Fusion: the optimist's choice

4 min read

Features editor Nuclear fusion receives such a small proportion of energy and research spending that an outside observer might conclude that we don’t take it seriously at all. It deserves better.

An article in the Guardian newspaper a few weeks back asked the leading question: would we rather shave 35 minutes off the journey time between London and Birmingham, or have endless non-polluting electricity? It was referring to the projected costs of the High Speed 2 rail line and the estimated cost of developing nuclear fusion to the point where it could supply commercial power: both are around £50billion.

Put like that, it’s a simple choice, isn’t it? Bugger the trains; let’s have a fusion reactor with a Union Flag on it! But of course it isn’t that simple. Look at it this way: £50billion will definitely buy you a railway (or five-eighths of a railway, if you want the trains as well). But it won’t definitely buy you fusion. because fusion isn’t something you can buy. It’s something we have to develop, and the only certainty in R&D is that nothing’s certain. The physicists working on the ITER project to build a magnetic confinement fusion tokamak in southern France are certain that their system will work and say it’s just a matter of engineering: but a matter of engineering which involves the biggest superconducting magnets ever built and a wall that can withstand neutron fluxes and temperatures hotter than the sun doesn’t really deserve the epithet “just”, as our recent Q&A shows.

It’s a bit of a daft question anyway. You might as well ask why Real Madrid bought Gareth Bale when they could have developed fusion for the same money. It’s not as though Cristiano Ronaldo is going to stop scoring goals. Maybe they could build a tokamak under the Bernabéu. It’s not like there isn’t a precendent: Enrico Fermi’s first nuclear reactor was under the football stadium at Chicago University’s football stadium. And it could bring a whole new meaning to ‘midfield powerhouse’.

Joking aside, there is a pertinent question here: given the goal of limitless clean energy, why are we spending so little on fusion? The worldwide fusion budget is less than $1US per person per year. In the UK, we spend 0.05 per cent of our energy budget on it — and we’re one of the leading investors and technology centres, with the world’s current largest tokamak, the Joint European Torus, housed at Culham in Oxfordshire.
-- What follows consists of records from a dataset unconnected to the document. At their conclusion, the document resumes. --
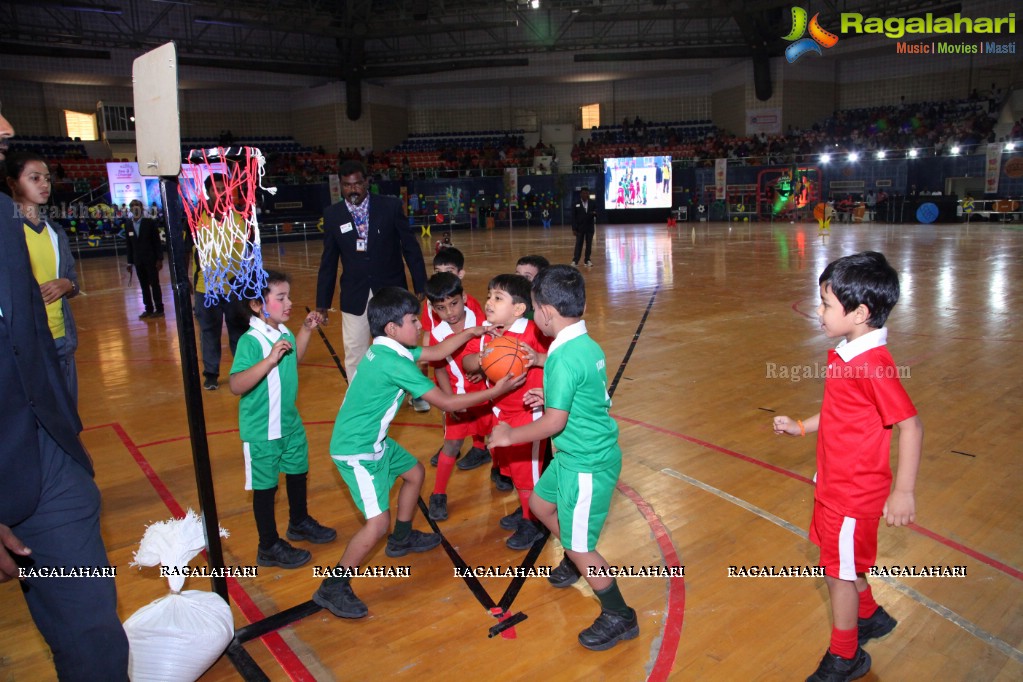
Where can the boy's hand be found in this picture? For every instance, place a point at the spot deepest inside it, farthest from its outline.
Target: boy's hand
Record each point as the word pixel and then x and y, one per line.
pixel 533 398
pixel 500 437
pixel 313 320
pixel 509 382
pixel 785 424
pixel 278 351
pixel 900 509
Anyone looking from outside might conclude that, as a species or a collection of economies, we aren’t really that serious about it. When asked what he’d spend more money on if he were in charge of the country’s research budget, Prof Brian Cox (who, good looks and camera presence aside, is a leading particle physicist, so he knows what he’s talking about) says that we should throw it at fusion.

Mention fusion within the hearing of a bunch of technology-savvy cynics such as Engineer readers (sorry, realists) and you soon run into the old chestnut about fusion being 30 years away, and it’s been 30 years away for the past half-century. And, indeed, the ITER timetable for fusion research does say commercial power is maybe 30 years away: the ITER reactor itself has to be built, and its experimental programme run for some 18-20 years, and if that is successful, then a further tokamak reactor has to be built which is configured to take the heat of the fusion reactor to generate steam and run turbines. But if we’re being optimistic — and as I’ve said before, if engineers can’t be optimistic they might as well just give up — then that 30 years looks a lot more like a timetable than a hopeful projection. If we can make the Large Hadron Collider work, then why not ITER?

Of course, ITER isn’t the only egg in the fusion basket. The US National Ignition Facility is taking strides towards self-sustaining fusion with its laser-powered inertial confinement system (and if that works, then the next step in the programme will be built in the UK) and, intriguingly, Lockheed Martin’s ‘Skunk Works’ announced earlier this year that it is working on a compact magnetic confinement system, believed to be kind of twisted tokamak known as a spheromak or stellarator, which would fit in a standard shipping container and will be ready for scale-up to commercial use by 2020 (although the lead researcher, Charles Chase, says that a full scale reactor wouldn’t be ready before 2050. There’s that 30 years again). But we’re taking that one with a large pinch of salt. Prof Chase, if you’re reading this, I’ll believe it when I see it.

Fusion is surely humanity’s best hope for non-polluting, sustainable energy, alongside some more efficient form of photovoltaics. The laws of physics say that it should be possible; and translating the laws of physics into reality for the good of mankind is one good definition of engineering. It’s something which deserves to be taken much more seriously and needs investment. The goal of such investment wouldn’t necessarily be financial return, it would be the future of civilisation. That’s not something which often shows up on bankers’ balance sheets, but it probably should be; it’s certainly something which, as we can see from the ITER collaboration, is enough to motivate thousands of people from many different countries to work together. Surely it would be less controversial than a high-speed railway? Surely?